Finding common ground between livestock farmers and environmentalists regarding the climate emergency and biodiversity crisis
Alerted more by instinct than sound, I peered through a hedge and deciphered a farmer’s whispered commands to dogs whirling sheep into a pen. It was 2012 and I was just embarking on my walk around the edge of Cymru. Moments like this excited me. I knew a few farmers but didn’t know their magic.
Farmers seemed elusive, poetic perhaps, embedded in the Welsh-language culture I admired. I respected their hard graft, sheer grit, and care for tradition, family and community. Meanwhile I had quit my teaching job at the Centre for Alternative Technology (CAT) in Machynlleth, to become a writer. My ex-colleagues, many of them incomers like myself, also worked passionately – attempting to reverse biodiversity loss and avoid extremely dangerous climate breakdown.

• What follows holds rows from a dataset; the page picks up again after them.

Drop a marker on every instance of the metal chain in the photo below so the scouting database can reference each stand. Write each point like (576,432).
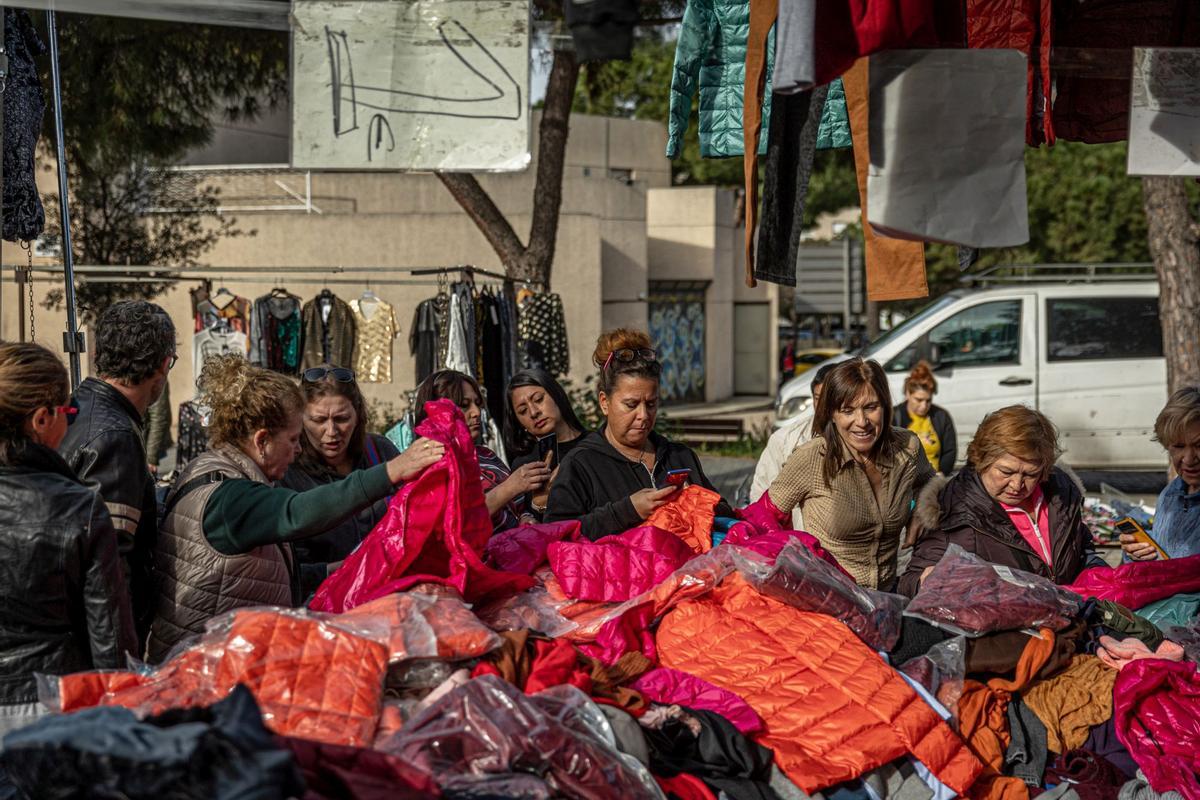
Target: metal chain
(29,281)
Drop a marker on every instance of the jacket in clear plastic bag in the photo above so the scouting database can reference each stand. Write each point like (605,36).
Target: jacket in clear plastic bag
(312,678)
(967,595)
(804,581)
(486,731)
(435,530)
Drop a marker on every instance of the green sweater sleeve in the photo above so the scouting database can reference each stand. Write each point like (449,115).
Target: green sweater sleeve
(243,515)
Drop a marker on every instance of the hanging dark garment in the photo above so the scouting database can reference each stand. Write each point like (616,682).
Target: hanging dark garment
(193,437)
(424,338)
(791,144)
(329,331)
(24,102)
(491,355)
(544,334)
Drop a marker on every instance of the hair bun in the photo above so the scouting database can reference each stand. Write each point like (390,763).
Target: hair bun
(622,338)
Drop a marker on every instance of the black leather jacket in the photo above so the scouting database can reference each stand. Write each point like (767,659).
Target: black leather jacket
(63,601)
(105,447)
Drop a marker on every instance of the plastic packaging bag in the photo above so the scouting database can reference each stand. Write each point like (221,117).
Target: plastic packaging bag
(312,678)
(967,595)
(425,626)
(804,581)
(941,672)
(487,729)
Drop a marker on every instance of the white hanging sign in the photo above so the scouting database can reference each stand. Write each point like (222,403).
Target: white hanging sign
(411,84)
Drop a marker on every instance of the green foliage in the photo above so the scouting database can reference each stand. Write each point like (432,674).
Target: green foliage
(137,95)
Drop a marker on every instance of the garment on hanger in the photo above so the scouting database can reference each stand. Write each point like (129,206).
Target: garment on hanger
(329,331)
(424,338)
(193,434)
(215,341)
(223,306)
(457,353)
(24,102)
(375,323)
(276,332)
(544,334)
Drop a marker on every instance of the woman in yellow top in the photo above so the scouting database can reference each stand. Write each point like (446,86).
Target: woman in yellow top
(857,480)
(931,423)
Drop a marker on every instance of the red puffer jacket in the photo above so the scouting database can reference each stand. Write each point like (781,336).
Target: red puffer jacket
(833,709)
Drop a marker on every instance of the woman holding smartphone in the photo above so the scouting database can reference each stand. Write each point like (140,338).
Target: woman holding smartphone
(618,475)
(539,426)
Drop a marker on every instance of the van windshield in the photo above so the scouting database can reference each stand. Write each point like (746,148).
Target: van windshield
(916,319)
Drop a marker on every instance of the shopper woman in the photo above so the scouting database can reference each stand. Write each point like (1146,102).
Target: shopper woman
(538,410)
(1009,504)
(504,489)
(225,540)
(856,481)
(64,606)
(1177,513)
(335,443)
(616,476)
(931,423)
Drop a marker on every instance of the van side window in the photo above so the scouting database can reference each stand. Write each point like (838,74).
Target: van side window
(988,334)
(1103,328)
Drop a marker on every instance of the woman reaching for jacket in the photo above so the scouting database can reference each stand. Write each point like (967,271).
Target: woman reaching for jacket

My walk led me to consider these two communities and the common ground between them. But I set off with angst. Firstly, I wasn’t sure how us eco-immigrants were perceived. Too busy at first, I’d not spent much time learning Cymraeg or about Cymru’s history (something I’ve since rectified). Secondly, escaping environmental concerns wasn’t easy. Teaching people who were seeking solutions had shielded me from the ‘real world’ where most people seemed unwilling to even acknowledge the crisis.